Since I’ve been working with women since a few years, I’ve noticed that unfortunately, they tend to talk much more about their collegues’ bad sides than good ones…So I began, each week during our weekly team meeting, to invite noticing good acts! Everybody has to talk about a good act they have noticed about someone else!
At first, it was not natural. Everyone looked at each other, wondering if they can talk or not… and now, they use to be more confortable.
It’s in the human nature: the negative side of a collegue is easier to talk about than his good one…
I hope it will now be used in their hold life.
Remember the 3 R’s; 1. Respect 2. Recognize and 3. Reward. Engagement does not have to be formal or expensive, just genuine and regular. Quick ideas:
1. Respect. To keep loyal, engaged employees, treat them with respect EVERY day. Value their opinion, try to get their involvement in company-wide decisions. Ask for suggestions on cost saving ideas, company events, etc.
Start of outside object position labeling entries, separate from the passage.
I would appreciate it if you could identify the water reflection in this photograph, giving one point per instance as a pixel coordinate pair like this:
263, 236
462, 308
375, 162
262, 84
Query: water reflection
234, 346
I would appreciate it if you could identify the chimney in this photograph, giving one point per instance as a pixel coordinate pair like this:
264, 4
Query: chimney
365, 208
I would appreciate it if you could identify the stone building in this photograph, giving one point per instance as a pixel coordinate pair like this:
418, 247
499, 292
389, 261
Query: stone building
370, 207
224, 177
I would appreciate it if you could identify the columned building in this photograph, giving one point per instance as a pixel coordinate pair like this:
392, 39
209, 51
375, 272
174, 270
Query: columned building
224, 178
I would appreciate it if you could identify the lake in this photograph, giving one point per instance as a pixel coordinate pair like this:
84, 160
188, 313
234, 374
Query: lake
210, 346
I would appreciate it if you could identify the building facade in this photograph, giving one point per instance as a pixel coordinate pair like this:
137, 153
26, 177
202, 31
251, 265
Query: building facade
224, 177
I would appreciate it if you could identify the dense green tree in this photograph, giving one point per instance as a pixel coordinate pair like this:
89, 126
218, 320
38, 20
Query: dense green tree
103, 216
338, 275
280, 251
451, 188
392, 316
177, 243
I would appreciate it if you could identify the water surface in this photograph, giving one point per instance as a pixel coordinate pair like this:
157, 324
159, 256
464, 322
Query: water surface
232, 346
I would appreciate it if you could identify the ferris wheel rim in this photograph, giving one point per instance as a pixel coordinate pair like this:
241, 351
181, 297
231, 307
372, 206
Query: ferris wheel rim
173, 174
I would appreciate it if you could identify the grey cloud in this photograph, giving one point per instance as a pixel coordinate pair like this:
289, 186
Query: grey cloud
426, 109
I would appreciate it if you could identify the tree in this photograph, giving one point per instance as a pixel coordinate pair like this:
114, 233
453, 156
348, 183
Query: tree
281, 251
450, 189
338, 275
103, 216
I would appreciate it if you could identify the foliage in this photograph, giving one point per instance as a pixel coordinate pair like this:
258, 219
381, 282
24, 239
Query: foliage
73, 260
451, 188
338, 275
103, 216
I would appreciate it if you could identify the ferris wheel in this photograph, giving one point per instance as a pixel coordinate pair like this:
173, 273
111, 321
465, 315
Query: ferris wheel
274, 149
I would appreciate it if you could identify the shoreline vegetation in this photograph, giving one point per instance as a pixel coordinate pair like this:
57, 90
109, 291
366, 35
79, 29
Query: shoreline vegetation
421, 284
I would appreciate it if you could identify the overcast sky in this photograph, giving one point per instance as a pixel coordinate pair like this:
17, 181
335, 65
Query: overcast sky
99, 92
2. Recognize. Communicate; say hello by name EVERY time you pass someone. Thank them for doing a good job or just showing up to work! Catch them doing something good.
2. Reward. Lunch with the CEO, small gifts for their anniversaries, monthly “birthday parties” (can simply be cake in the lunch room with a sign listing that month’s birthdays), public awards and non-traditional “Employee of the Month” ideas.
All of these used ‘genuinely’ and regularly can make a difference in the total work environment and culture.
Random 2-3 minute dance offs when you sense that low energy vibe in the workplace. Stop all activity and play some rock, funk,hip hop, whatever and have people just shake it all out.
It creates a great break from the previous lack of energy, its fun, and its cheap.
Get to know your people. In a non-intrusive way – learn about the folks you work with. Knowing one’s “story” can work wonders on communication and build community. It’s much easier to solve problems and create solutions a community.
If the intention is to have employees pay attention to receiving emails, you can hold a contest: who responds first to an email sent at any time of day, wins a day extra annual leave (or leaves an hour before the daily schedule). Or the payout can be made to extract from the employees present at a certain time of day or even a draw between those who complete the day’s work in less time than the average.
Provide meaningful feedback and opportunities to pursue personal challenges. There should also be growth plans for each employee, showing them timelines for advancement, raises etc. based on certain performance goals.
In my opinion this always gamifies the workplace and creates a positive environment of achievement.
Create a forum to understand employee’s skills, capabilities and aspirations so that you can help/support them to improve their skills and place them in appropriate roles where employee satisfaction and organsiation productivity is increased…
I would suggest allowing employees to solve an organizational problem/issue that impacts their daily work. One way to do this is to have a competition for the best business improvement idea. Pick the top three ideas, celebrate the ideas which win and allow the employee(s) who win to implement their idea. Folks know how to save money and be more efficient – we should support them in this effort!
Ask them what they need to perform their jobs. Then listen and act on their responses. If you treat employees as if they owe you because you provide them a paycheck, then they will do just enough to receive that paycheck and little more. Sow the seeds of honoring the value of people and reap the rewards.
Our staff occasionally do “teach in’s” where a staff member shows others “how to” do something or trains staff in a new skill. This is a good way of sharing knowledge and learning something new. I’m sure a lot of companies have very knowledgeable people who can help upskill others. It values the knowledge in-house. There are some things outside trainers can’t do!